Bien sûr, j'ai largement donné en termes de transmission, prenant sur mon temps de recherche scientifique non seulement par des cours que j'ai donnés personnellement et que je donne encore notamment à des étudiants de Licence ou de Master, non seulement en acceptant de nombreux stagiaires au laboratoires, mais, surtout, en composant des programmes pour l'Education nationale par exemple, et aussi pour des institutions d'enseignement privées.
J'ai fait cela en prenant sur mon temps, pour des raisons politiques, (non pas électoralistes mais politiques au sens de l'engagement dans la cité), et j'avais évidemment en vue des publics qui n'ont pas de connaissances scientifiques a priori.
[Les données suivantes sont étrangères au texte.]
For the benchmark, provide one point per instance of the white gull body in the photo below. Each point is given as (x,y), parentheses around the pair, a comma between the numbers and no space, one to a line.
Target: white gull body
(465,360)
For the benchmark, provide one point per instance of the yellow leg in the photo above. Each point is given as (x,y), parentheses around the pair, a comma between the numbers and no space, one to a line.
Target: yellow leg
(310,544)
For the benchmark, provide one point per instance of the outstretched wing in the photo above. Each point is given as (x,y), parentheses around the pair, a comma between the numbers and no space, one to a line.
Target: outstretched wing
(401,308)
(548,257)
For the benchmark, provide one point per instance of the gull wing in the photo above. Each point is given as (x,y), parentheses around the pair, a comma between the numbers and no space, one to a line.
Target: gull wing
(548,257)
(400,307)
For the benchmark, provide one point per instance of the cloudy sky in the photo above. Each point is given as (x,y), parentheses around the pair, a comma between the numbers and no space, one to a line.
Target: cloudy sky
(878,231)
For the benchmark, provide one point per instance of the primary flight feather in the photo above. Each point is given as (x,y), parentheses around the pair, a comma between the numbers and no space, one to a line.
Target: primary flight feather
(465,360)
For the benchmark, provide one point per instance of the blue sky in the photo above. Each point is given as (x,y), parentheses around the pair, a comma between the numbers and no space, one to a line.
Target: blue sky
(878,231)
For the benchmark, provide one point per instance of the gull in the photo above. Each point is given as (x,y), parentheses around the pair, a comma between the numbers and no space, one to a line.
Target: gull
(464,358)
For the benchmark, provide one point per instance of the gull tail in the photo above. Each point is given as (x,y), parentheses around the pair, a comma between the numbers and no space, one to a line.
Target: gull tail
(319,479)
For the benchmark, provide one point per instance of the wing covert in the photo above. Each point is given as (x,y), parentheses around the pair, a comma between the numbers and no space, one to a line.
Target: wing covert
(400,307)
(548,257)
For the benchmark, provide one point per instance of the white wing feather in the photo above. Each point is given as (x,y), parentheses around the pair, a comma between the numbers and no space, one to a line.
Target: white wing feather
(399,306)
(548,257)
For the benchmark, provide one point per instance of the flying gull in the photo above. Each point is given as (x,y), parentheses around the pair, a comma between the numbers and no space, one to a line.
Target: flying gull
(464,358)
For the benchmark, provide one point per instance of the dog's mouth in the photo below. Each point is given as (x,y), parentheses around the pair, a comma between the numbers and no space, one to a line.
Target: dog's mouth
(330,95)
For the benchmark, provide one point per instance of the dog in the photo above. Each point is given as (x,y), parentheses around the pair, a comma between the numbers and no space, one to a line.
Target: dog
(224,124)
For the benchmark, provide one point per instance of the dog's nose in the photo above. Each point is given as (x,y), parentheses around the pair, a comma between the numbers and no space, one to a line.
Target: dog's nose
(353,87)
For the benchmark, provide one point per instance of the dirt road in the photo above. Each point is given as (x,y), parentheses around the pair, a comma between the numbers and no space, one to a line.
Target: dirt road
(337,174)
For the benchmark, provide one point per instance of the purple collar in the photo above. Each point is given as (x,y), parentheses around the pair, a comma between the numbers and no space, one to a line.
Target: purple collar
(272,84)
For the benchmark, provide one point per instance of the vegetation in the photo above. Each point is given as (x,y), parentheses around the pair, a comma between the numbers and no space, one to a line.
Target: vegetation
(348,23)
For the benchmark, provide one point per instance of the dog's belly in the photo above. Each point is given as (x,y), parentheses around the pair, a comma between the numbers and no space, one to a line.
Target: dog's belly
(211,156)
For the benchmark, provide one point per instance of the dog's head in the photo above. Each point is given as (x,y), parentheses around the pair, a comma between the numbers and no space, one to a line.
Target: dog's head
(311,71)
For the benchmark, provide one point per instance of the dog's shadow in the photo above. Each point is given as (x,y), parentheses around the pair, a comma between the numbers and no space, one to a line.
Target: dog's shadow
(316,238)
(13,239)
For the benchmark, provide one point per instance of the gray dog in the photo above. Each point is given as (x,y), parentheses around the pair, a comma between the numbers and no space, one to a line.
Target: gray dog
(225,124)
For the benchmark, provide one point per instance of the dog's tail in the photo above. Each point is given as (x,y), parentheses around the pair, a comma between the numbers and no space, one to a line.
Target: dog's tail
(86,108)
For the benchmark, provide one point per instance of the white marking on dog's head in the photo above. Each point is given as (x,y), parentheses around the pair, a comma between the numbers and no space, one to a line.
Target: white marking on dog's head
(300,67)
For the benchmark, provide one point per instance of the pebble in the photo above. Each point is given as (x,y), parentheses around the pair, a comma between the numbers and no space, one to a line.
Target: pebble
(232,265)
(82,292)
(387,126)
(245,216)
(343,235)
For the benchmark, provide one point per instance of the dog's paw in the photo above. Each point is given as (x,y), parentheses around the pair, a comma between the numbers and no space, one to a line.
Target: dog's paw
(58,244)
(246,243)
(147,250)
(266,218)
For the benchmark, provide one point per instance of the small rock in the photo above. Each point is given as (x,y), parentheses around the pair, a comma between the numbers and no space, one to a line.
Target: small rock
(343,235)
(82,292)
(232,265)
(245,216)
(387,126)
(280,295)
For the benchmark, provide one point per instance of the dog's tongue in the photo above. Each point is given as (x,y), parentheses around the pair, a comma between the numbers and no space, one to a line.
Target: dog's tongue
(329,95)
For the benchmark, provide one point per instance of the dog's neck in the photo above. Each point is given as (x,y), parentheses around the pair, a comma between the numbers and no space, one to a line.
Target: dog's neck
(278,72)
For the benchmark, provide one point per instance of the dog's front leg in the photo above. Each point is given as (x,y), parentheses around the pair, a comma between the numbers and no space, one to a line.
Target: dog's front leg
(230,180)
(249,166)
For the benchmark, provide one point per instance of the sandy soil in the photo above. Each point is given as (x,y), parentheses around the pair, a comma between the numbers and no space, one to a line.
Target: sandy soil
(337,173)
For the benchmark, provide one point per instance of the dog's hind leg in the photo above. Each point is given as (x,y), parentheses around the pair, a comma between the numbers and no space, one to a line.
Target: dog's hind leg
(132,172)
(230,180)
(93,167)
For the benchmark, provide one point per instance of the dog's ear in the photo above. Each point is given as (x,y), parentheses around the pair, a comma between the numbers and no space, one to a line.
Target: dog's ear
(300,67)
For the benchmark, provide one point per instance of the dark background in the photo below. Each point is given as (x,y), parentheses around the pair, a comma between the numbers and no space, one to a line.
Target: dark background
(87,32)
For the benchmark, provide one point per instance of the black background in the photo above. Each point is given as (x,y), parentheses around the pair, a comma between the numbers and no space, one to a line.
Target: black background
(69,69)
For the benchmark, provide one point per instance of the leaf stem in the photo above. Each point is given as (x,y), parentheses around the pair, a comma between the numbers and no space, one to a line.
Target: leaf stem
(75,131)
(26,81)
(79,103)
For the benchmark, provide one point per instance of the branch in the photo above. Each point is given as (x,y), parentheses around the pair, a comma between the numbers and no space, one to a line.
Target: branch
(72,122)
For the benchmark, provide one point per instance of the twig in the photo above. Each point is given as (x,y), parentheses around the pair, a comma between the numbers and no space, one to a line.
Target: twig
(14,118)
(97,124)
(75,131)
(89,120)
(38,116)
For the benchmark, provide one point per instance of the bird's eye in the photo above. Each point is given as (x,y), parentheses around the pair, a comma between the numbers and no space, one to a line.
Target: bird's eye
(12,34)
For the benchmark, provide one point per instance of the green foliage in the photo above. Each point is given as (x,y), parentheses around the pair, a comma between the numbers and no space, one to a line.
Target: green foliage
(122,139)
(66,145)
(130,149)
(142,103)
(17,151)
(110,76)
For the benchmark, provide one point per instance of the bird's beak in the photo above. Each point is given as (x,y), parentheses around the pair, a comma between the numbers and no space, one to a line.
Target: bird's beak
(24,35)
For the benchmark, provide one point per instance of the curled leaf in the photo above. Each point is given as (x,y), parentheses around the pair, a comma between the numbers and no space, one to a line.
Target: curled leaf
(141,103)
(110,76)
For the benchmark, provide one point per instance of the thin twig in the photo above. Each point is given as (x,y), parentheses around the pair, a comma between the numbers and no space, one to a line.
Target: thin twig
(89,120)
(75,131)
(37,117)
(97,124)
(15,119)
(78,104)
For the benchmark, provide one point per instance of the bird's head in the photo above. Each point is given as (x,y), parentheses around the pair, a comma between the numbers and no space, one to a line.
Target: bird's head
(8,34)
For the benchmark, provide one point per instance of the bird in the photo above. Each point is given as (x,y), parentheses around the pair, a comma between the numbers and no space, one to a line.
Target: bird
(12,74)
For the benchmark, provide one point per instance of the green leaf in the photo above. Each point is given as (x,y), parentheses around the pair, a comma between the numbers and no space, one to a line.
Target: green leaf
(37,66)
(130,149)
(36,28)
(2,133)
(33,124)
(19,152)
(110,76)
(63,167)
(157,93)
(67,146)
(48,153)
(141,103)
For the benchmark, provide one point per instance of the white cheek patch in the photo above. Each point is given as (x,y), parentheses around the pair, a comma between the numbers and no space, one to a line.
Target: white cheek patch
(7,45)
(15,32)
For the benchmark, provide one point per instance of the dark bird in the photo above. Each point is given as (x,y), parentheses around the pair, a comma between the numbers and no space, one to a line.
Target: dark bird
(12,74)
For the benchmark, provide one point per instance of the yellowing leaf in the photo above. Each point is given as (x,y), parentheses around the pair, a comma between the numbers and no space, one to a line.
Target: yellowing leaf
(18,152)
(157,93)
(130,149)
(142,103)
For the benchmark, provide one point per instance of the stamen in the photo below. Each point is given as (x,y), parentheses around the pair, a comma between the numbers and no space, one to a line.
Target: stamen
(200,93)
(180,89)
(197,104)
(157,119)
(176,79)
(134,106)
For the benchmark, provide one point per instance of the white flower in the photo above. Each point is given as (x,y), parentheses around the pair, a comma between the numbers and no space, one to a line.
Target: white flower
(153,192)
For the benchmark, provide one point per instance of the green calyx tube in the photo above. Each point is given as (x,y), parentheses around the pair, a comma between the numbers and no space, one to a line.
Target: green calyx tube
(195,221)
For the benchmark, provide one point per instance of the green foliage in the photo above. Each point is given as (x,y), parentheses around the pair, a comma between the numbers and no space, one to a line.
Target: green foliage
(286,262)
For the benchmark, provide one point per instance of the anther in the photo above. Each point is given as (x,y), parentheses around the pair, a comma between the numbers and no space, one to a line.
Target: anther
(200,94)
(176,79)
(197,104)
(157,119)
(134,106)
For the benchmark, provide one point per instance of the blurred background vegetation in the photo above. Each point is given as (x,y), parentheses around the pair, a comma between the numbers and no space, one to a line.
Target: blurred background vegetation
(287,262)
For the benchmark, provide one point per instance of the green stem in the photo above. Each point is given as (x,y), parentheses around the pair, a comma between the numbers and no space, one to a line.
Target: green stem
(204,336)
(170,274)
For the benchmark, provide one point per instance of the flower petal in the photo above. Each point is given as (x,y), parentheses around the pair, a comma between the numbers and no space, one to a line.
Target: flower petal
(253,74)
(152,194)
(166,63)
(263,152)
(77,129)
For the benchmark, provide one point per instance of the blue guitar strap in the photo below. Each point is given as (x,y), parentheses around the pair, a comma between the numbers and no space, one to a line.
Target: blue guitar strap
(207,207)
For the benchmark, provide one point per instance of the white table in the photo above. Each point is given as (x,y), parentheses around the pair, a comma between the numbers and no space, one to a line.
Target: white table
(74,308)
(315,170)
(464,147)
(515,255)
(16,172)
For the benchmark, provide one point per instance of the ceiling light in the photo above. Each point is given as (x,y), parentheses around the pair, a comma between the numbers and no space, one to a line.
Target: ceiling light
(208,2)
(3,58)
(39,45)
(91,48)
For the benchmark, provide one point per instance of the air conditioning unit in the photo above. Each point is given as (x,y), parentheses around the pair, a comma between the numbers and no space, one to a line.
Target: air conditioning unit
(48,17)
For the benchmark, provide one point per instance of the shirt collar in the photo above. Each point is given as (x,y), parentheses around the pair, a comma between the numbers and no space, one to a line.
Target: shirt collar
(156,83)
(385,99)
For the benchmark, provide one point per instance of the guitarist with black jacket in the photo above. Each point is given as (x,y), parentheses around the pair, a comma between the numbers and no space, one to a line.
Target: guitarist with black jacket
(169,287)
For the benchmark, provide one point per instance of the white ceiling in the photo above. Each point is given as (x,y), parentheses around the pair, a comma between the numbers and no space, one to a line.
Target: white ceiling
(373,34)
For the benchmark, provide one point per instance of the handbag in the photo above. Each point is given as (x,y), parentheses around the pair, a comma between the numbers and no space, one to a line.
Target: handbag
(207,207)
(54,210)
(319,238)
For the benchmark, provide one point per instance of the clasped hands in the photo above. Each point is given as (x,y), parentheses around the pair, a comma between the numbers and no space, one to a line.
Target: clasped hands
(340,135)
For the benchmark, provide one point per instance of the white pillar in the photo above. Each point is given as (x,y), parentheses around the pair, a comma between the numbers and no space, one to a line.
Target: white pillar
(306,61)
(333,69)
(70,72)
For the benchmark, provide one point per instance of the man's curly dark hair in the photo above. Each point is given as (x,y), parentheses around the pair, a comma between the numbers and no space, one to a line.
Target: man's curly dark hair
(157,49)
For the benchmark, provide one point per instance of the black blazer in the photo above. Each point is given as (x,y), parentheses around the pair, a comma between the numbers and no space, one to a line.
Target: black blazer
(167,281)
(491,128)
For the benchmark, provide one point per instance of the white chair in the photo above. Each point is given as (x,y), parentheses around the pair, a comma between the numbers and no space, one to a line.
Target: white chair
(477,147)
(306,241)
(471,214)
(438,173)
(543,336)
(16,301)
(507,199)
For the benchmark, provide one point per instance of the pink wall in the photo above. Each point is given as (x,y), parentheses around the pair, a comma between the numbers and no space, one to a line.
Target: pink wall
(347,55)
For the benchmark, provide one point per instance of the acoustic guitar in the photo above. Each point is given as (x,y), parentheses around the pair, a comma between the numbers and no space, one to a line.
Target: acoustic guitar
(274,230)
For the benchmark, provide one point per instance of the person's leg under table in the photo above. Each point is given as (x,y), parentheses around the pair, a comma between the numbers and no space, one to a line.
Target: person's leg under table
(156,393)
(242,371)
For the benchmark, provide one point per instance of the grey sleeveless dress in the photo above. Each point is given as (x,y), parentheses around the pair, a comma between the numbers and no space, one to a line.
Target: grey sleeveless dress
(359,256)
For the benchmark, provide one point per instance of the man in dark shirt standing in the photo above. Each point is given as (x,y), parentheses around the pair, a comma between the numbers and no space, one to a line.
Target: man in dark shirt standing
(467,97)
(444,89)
Mais j'avais oublié ou sous-estimé le fait que certains enfants naissent dans des familles l'idée même de science est absente, où les discussions terminologiques à propos de différences entre techniques, technologies, sciences sont complètement hors sujet, en ce sens qu'aucun de ces trois champs n'est vraiment identifié clairement en pratique, puisque les sciences de la nature ne sont pas dans le paysage.
Oui, je ne dois pas oublier qu'il y a des familles où l'idée de molécule, d'atome, n'existe pas ; des familles où les notions de vitesse, d'accélération, d'énergie, etc. sont des plus floues, réduits quasiment à des mots vagues, et en tout cas pas définies quantitativement. Des familles les enfants ne sont pas éduqués et a fortiori pas instruits, des familles où la pensée magique demeure, parce qu'elle n'a pas été éradiquée plus tôt chez les parents et qu'elle ne peut l'être sans aide extérieure chez les enfants...
Bien sûr, la revue Pour la Science est essentielle, merveilleuse, captivantes, mais elle ne peut pallier les insuffisances des médias populaires, qui ne mettent pas assez les plus jeunes sur la voie d'idées rationnelles.
Et oui, nous devons profiter de chaque moment pour nous adresser non pas aux quelques personnes instruites des quartiers riches de Paris (c'est une façon de parler), mais à tous ces enfants pour lesquels le mot "science" (au sens des sciences de la nature) est étranger.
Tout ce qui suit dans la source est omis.